O presente documento reúne as recomendações elaboradas pela International Headache Society para o tratamento agudo farmacológico das crises de migrânea.
As recomendações foram elaboradas a partir de um painel de especialistas respondendo a um conjunto de questões clínicas a partir de 16 diretrizes nacionais e internacionais sobre o tema.
Triptanos
Triptanos são medicações migrânea-específicas que atuam como agonistas dos receptores 5-HT1B e 5-HT1D.
Em pacientes que não respondem a analgésicos simples ou anti-inflamatórios não-esteroidais (AINEs) ofertados nas doses e na precocidade apropriadas, recomenda-se a troca por um triptano na próxima crise;
Nota do autor: documentos internacionais habitualmente não mencionam o uso de dipirona/metamizol devido à indisponibilidade deste em muitos países.
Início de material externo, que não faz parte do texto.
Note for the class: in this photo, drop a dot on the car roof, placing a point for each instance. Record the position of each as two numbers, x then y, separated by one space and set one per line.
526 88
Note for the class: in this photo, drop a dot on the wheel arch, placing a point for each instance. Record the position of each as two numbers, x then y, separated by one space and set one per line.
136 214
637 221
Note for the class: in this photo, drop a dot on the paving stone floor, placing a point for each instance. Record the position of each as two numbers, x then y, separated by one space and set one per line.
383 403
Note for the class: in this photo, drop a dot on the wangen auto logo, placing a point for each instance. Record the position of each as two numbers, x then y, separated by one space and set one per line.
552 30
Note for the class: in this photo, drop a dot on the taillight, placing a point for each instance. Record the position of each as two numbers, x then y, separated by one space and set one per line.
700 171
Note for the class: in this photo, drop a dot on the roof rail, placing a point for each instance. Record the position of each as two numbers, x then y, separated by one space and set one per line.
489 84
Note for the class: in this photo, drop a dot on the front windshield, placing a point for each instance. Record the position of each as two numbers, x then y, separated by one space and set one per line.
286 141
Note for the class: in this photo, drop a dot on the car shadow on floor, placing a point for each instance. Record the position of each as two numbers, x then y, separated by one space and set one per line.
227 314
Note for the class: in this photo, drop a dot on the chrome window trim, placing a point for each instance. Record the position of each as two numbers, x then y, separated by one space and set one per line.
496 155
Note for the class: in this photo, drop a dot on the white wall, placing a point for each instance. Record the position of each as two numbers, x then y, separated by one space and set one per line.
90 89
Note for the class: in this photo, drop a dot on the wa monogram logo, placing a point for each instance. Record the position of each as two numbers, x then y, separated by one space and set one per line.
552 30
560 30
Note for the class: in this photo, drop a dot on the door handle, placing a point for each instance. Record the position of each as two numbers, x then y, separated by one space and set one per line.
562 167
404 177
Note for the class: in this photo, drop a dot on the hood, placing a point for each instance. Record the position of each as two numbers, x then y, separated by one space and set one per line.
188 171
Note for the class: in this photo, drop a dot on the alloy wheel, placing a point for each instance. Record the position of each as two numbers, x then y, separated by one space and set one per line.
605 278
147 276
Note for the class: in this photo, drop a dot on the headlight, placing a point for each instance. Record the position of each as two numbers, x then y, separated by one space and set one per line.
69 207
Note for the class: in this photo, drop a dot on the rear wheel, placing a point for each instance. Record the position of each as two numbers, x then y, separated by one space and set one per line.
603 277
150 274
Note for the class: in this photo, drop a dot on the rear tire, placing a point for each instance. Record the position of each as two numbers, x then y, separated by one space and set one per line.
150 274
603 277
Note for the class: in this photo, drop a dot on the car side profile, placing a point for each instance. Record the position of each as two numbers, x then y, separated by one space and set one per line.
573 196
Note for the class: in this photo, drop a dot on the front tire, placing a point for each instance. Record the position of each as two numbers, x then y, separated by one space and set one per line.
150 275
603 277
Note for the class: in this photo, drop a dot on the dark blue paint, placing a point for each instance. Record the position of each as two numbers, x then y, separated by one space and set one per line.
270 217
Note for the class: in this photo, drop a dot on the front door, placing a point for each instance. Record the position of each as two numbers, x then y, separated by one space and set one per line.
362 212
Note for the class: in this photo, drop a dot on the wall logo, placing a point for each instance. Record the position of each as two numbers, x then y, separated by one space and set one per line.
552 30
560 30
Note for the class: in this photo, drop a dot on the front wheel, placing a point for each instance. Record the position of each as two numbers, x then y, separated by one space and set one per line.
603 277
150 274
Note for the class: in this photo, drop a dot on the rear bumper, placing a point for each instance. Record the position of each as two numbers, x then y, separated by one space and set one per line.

No entanto, seu uso é difundido no Brasil como analgésico simples e é praticado no tratamento da migrânea.
Se um triptano é apenas parcialmente efetivo, recomenda-se o aumento para a dose máxima recomendada na próxima crise. Se a resposta parcial persistir, recomenda-se a troca por outro triptano ou uso de outra via de administração.
Se um paciente não responde a um triptano, isto é, não se encontra livre de dor após 2 horas de seu uso na dose correta e com a precocidade adequada em duas de três crises, recomenda-se a troca por outro triptano. Tal estratégia pode ser repetida até três vezes, após o que recomenda-se a troca por outra classe de medicação.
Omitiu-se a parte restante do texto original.